Modify `LineNumberReader` to consider end-of-stream to be a line terminator.

Specification
-------------

Modify the specification of `LineNumberReader` as follows.

### Class specification

 By default, line numbering begins at 0. This number increments at every line terminator as the data is read, and at the end of the stream if the last character in the stream is not a line terminator. This number can be changed with a call to s`etLineNumber(int)`. Note however, that `setLineNumber(int)` does not actually change the current position in the stream; it only changes the value that will be returned by `getLineNumber()`.

A line is considered to be terminated by any one of a line feed ('\n'), a carriage return ('\r'), or a carriage return followed immediately by a linefeed, or any of the previous terminators followed by end of stream, or end of stream not preceded by another terminator.

### read() specification

Read a single character. Line terminators are compressed into single newline ('\n') characters. The current line number is incremented whenever a line terminator is read, or when the end of the stream is reached and the last character in the stream is not a line terminator.

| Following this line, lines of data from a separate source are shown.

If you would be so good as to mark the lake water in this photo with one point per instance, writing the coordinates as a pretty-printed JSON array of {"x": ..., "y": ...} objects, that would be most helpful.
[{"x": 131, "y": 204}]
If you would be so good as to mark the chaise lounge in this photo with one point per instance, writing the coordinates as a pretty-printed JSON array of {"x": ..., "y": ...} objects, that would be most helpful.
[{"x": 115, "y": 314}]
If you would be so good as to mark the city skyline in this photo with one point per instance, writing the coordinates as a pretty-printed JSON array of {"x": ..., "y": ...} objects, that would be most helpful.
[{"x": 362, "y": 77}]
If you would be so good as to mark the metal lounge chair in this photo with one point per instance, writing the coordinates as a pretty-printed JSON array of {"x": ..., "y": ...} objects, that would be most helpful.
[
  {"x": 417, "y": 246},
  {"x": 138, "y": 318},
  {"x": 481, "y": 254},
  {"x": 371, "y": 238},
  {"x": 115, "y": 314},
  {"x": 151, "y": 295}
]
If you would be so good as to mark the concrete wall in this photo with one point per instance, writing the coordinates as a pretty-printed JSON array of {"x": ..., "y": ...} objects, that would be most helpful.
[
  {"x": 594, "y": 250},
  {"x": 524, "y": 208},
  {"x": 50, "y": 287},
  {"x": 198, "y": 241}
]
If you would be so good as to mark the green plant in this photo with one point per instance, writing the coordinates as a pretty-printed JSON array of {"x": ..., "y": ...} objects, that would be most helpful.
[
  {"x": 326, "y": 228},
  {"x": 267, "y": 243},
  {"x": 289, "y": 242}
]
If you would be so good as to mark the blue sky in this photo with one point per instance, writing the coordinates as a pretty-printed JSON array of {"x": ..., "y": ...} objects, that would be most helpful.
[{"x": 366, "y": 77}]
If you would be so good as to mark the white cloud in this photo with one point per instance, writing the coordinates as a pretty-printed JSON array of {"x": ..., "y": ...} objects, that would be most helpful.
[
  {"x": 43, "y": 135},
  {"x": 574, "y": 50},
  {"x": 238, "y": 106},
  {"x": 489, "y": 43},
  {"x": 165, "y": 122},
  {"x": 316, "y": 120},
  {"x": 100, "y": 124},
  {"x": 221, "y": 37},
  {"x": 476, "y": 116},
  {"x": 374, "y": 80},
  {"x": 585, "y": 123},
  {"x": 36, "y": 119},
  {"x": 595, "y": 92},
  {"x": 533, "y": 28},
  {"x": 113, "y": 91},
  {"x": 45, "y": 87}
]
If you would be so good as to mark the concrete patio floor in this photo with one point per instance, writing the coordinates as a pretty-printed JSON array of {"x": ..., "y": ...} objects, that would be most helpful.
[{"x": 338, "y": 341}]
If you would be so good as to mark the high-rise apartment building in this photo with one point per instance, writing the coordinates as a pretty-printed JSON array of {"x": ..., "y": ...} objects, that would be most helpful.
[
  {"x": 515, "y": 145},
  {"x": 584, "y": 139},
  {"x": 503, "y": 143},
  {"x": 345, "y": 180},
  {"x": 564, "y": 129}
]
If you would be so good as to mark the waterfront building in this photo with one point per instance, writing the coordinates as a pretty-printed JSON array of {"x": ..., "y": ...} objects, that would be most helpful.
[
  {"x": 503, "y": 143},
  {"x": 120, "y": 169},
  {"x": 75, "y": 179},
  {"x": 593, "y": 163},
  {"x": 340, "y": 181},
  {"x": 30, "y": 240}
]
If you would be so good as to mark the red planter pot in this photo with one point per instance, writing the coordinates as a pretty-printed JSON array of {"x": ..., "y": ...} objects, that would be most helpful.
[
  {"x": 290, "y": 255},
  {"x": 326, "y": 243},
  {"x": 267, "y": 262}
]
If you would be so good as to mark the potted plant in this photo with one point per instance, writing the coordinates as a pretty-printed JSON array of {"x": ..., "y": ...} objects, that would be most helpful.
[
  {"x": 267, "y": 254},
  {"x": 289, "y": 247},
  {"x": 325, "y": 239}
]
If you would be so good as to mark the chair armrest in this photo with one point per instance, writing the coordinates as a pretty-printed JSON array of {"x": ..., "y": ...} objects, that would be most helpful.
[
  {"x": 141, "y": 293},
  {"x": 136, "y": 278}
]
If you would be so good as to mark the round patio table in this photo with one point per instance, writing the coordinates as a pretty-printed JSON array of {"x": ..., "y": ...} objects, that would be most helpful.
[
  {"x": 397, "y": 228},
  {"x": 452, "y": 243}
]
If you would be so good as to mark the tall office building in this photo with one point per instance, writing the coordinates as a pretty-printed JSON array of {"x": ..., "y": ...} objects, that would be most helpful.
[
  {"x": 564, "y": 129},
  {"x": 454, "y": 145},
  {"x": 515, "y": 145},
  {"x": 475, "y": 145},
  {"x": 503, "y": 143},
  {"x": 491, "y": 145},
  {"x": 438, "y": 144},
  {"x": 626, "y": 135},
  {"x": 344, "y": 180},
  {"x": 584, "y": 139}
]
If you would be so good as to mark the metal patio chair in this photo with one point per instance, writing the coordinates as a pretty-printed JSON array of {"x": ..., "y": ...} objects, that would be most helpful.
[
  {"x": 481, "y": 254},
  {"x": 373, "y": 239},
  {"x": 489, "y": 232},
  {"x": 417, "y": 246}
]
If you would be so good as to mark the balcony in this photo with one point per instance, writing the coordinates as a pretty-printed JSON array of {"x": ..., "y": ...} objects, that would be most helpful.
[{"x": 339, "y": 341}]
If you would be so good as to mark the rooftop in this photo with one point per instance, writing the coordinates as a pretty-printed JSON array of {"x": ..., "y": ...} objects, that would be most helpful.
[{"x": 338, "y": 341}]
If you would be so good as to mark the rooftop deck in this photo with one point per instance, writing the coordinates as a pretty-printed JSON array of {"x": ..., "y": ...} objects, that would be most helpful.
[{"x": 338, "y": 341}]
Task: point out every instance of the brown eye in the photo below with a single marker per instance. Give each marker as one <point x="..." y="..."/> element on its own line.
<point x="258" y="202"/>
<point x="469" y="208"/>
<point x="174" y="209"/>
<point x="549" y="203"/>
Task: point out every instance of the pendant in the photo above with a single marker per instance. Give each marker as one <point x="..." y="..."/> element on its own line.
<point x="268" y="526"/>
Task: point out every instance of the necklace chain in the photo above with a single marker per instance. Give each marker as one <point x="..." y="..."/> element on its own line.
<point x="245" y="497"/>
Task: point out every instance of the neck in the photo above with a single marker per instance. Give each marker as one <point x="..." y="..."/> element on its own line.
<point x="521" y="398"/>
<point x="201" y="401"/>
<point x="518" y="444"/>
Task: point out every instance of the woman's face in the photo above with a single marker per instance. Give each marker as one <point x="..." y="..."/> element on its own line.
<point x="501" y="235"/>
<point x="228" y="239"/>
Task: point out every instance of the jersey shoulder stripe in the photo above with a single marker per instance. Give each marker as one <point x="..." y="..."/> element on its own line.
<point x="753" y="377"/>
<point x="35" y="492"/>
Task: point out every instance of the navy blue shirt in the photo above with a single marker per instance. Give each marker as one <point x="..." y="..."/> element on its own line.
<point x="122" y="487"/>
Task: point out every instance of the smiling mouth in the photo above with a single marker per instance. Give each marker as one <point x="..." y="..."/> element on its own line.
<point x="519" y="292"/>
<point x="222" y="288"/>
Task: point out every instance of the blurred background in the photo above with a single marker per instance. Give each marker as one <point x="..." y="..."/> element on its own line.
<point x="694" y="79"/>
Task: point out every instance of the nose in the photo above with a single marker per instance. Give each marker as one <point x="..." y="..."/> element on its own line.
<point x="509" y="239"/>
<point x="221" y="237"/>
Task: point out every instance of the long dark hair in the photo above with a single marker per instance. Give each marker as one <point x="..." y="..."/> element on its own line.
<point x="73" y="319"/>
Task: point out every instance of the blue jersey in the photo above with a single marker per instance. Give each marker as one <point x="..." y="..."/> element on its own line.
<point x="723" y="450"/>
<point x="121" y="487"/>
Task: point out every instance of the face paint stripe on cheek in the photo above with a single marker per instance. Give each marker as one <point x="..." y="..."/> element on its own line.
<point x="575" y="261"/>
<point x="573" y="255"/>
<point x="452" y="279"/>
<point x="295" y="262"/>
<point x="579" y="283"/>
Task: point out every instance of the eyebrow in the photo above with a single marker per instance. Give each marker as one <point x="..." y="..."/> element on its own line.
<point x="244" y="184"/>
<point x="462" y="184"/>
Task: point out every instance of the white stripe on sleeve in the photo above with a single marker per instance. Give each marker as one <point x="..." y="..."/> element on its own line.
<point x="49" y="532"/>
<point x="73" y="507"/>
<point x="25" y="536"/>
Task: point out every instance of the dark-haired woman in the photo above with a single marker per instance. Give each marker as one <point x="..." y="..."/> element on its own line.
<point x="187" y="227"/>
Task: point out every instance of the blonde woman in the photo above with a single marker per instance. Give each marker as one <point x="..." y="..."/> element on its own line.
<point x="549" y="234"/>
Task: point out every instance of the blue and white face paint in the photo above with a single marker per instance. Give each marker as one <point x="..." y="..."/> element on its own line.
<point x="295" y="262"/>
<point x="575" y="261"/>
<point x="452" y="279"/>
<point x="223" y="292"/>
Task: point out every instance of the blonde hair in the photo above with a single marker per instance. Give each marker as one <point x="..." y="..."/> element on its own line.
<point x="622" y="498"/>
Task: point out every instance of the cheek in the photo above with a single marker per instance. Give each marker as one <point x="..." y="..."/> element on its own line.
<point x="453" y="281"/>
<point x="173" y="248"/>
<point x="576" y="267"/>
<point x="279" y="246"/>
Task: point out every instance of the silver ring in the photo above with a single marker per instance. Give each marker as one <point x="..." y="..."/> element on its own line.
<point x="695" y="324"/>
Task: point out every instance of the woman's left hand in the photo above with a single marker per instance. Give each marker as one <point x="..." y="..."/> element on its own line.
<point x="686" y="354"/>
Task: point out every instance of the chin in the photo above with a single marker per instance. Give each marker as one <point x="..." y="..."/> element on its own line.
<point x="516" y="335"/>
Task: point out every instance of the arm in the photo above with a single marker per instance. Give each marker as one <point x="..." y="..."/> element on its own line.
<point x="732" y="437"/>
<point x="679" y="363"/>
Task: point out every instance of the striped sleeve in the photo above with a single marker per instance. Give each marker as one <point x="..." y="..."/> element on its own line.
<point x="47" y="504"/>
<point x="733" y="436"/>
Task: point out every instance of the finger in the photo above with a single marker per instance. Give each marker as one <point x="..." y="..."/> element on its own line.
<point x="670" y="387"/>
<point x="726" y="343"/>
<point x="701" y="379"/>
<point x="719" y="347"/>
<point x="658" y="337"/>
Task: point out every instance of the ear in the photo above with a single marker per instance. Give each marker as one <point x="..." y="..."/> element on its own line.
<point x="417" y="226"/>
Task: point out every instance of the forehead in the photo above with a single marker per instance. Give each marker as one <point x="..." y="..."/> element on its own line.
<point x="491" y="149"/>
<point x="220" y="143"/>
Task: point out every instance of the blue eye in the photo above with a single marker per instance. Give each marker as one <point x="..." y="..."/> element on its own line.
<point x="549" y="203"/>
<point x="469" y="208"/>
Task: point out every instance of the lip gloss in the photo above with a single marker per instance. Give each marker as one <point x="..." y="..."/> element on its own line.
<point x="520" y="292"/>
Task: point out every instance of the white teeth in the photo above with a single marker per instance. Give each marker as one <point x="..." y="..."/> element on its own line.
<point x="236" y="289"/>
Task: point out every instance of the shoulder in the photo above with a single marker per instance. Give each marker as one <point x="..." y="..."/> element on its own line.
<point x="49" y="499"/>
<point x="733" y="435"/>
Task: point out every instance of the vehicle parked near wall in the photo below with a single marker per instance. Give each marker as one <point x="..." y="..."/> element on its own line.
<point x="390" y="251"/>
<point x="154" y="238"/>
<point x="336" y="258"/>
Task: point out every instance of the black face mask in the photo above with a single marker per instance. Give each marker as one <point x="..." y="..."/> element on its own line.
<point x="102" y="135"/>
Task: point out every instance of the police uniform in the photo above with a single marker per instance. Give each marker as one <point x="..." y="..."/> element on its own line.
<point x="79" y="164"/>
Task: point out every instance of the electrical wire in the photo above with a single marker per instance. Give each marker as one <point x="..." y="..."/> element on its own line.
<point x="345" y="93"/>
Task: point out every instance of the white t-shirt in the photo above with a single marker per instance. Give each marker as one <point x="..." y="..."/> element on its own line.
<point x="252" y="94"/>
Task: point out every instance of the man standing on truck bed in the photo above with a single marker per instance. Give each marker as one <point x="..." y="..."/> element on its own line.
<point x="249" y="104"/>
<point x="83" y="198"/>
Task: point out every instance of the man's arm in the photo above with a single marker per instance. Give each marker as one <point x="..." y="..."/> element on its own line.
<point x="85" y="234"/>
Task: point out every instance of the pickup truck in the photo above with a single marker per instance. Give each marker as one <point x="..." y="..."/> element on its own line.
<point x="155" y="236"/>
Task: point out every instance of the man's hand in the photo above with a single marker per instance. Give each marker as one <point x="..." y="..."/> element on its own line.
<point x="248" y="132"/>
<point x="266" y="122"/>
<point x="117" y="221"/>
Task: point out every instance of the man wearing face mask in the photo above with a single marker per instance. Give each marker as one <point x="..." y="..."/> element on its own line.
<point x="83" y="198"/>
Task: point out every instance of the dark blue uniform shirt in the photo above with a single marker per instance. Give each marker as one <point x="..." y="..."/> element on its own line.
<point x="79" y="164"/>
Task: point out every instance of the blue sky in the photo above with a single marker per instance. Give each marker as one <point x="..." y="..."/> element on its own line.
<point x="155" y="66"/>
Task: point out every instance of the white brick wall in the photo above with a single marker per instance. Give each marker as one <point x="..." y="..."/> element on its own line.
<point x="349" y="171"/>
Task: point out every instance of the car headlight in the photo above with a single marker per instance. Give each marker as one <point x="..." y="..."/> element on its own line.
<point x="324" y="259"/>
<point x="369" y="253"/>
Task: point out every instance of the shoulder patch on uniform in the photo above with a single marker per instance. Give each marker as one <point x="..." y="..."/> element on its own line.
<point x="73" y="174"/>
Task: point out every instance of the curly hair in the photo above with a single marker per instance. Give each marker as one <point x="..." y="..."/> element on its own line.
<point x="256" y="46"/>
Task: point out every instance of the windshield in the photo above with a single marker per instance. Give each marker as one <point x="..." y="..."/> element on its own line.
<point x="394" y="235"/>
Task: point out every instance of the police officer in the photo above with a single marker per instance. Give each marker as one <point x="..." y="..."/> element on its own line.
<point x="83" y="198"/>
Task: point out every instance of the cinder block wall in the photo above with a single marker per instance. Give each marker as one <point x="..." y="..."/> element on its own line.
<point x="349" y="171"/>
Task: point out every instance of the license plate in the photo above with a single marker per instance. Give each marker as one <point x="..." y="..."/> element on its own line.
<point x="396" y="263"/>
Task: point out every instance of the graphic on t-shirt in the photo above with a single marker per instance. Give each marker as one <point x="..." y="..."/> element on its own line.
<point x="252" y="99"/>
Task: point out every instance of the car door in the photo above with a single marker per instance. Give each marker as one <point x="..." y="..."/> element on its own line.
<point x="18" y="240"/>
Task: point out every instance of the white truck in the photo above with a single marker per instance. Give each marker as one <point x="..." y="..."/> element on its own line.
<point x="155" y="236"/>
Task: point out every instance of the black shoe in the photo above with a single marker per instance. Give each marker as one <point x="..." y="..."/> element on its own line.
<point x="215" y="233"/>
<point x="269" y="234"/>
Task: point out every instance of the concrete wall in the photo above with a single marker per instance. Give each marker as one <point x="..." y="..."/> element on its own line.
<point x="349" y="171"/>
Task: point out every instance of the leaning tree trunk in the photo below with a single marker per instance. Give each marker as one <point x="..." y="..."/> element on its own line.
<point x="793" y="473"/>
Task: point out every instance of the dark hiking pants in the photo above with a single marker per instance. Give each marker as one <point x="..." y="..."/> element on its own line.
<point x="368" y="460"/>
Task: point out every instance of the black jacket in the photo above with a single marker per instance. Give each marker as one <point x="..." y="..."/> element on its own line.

### read(char[],int,int) specification

Read characters into a portion of an array. Line terminators are compressed into single newline ('\n') characters. The current line number is incremented whenever a line terminator is read, or when the end of the stream is reached and the last character in the stream is not a line terminator.

### readLine() specification

Read a line of text. Line terminators are compressed into single newline ('\n') characters. The current line number is incremented whenever a line terminator is read, or when the end of the stream is reached and the last character in the stream is not a line terminator.
Comments
Moving amended request to Approved.
04-08-2020

Moving back to finalized; neither reviewer has further comments.
03-08-2020

1. Add "Line terminators are compressed into single newline ('\n') characters." as the second sentence of the specifications of readLine() and read(char[],int,int). 2. Corrected the specification of the return value of read(char[],int,int) to state "characters" instead of "bytes:" Before: @return The number of bytes read, or -1 if the end of the stream has already been reached <p> After: @return The number of characters read, or -1 if the end of the stream has already been reached
24-07-2020

Moving revised request to Approved.
20-07-2020

We need to tread carefully here as this is changing the behavior of a JDK 1.1 era API. The previous attempt to fix this has to be backed out. I've changed the Compatible Risk to "Medium". Overall I think this proposal is good and benefits from the experience of the first attempt to fix this issue. The common case of using readLine and getLineNumber will not change. I suspect it will be less common to mix read and getLineNumber. A release note is important for this change. It would also be useful to see if we can get some of the open source libraries testing the EA builds to test the change too.
19-07-2020

Moving to Approved, contingent on a release note being written for this change. An alternative and smaller spec edit would just be to redefine line termination. Currently, the spec says: "A line is considered to be terminated by any one of a line feed ('\n'), a carriage return ('\r'), or a carriage return followed immediately by a linefeed." This could be augmented to say: "... or any of the previous terminators followed by end of stream, or end of stream not preceded by another terminator." The current phrasing highlights the difference on each method, which may or may not be an advantage. If you decided to go with this alternative, just revise and re-finalize the spec and I'll re-approve it.
19-03-2020